Will Warshauer: Agreed – this is a problem that affects all of us, and the solution must involve all of us: governments, research institutions, citizens’ groups, and everyone in between. But the reason that TechnoServe’s mission focuses on “business solutions to poverty” is because, as Jean Marc said, private-sector incentives can be a powerful force for sustainable impact when aligned the right way.

Forward-thinking companies will incorporate sustainability into the very fabric of their operations – which includes a genuine commitment to the well-being of the farmers, suppliers, and small businesspeople that they work with. This reduces risk in businesses’ supply chains, it cuts costs in the long run, and it enhances their reputation in the eyes of consumers, who increasingly consider the ethics behind the brands they purchase.

When major companies like Nespresso make a climate resilience program work successfully, it creates a positive domino effect in the business community – and even beyond. Anyone concerned about climate threats to smallholder farmers – which includes many coffee companies, but also governments, NGOs, and others – will sit up and take note.
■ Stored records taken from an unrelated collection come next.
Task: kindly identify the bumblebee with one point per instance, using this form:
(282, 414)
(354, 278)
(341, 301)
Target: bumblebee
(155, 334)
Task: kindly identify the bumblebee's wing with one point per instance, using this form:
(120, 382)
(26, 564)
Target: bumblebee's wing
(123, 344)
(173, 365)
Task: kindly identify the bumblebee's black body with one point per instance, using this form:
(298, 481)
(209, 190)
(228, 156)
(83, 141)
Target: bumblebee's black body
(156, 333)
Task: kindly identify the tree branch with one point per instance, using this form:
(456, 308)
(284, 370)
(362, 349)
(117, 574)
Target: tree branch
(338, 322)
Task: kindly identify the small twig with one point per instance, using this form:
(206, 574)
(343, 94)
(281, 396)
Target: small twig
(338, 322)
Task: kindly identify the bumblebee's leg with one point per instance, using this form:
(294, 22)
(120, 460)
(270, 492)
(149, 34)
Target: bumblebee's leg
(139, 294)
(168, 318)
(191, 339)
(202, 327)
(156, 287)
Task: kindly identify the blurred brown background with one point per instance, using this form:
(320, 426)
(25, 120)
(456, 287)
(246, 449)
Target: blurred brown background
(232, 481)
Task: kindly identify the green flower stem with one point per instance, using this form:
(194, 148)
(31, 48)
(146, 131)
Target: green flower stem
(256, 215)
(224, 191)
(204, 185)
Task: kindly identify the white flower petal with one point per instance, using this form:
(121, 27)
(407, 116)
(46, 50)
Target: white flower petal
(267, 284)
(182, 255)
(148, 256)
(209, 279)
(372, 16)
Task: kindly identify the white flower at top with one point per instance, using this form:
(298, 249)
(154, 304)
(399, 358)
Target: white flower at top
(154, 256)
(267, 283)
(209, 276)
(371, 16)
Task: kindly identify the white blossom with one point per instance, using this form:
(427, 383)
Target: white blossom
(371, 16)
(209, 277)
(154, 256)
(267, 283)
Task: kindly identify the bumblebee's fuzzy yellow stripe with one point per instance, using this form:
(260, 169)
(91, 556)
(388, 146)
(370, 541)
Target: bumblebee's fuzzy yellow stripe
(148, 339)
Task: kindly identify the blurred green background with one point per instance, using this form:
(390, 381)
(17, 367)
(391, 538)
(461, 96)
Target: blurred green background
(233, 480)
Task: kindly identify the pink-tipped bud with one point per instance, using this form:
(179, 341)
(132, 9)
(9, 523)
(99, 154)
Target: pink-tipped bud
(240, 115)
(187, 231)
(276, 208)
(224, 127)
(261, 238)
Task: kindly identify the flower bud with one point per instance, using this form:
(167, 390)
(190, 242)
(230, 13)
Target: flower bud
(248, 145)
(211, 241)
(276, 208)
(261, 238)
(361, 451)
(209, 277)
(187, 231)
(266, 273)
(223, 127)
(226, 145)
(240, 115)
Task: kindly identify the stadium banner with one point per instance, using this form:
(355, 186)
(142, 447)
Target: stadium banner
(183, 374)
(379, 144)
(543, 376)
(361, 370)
We’re now working to adapt successful models to other sectors and geographies, given the scale of the climate resilience problem for small farmers.

What are your future plans for working with small farmers on climate resilience?

Will Warshauer: First, you have to be a little obsessive about finding what actually works. Most of our staff is local, and they work very closely with the farmers to track progress, determine what was the result of a TechnoServe intervention versus something else, etc. As a result, we have some proven methodologies that we’re scaling up around the world, while always adapting them to the local context and looking for ways to refine them even more.

While clearly the world must do more to address the root causes of climate change, we can still do a lot to help farmers improve their resilience to climate threats right now.”
– Will Warshauer

One example is the program we’re working on with Nespresso now in Puerto Rico. The coffee sector there was nearly wiped out after Hurricane Maria. So we’re applying the approaches that have helped other farmers recover from climate shocks around the world – teaching “climate-smart” agronomy, improving business skills, and making market connections that can survive a natural disaster.

Technology will also play a huge role. In the past year, we tested how drones in East Africa could provide early warnings of crop diseases and pests, and how rapid soil-testing technologies can help small farmers determine the precise amounts of water, fertilizer, and other inputs needed to maximize yields. We’re also working on integrating blockchain into agricultural supply chains, a traceability technology that gives consumers a window like never before into how much their purchases are truly sustainable and climate-conscious.

Jean-Marc Duvoisin: Building climate resilience is embedded across the Nespresso AAA Sustainable Quality™ Program, so it is a key component in all of the projects we do with farmers. Currently, we are focusing more and more on how to support farmers in fragile regions, where coffee farming has almost been lost or forgotten, or is not economically viable. For example, we are working with TechnoServe in Zimbabwe, where coffee production has plummeted to almost nothing. We are also working in Caquetá, Colombia, where decades of conflict meant that it was hard to make a living from coffee. Our consumers value the opportunity to taste these coffees, and it is very rewarding for them to see those communities learning how to grow a sustainable crop and earning a good income.

We are also looking at how new technology can be used to better protect farmers from the impacts of climate change. We have worked with Blue Marble to develop an insurance product that, for the first time, means smallholder farmers can be insured against crop-devastating rainfall. The scheme uses a sophisticated model that combines satellite mapping and detailed climate data to assess when farmers have been impacted by heavy rains, and they automatically receive a pay-out. We are continuously working with our partners such as TechnoServe in the search for innovative solutions.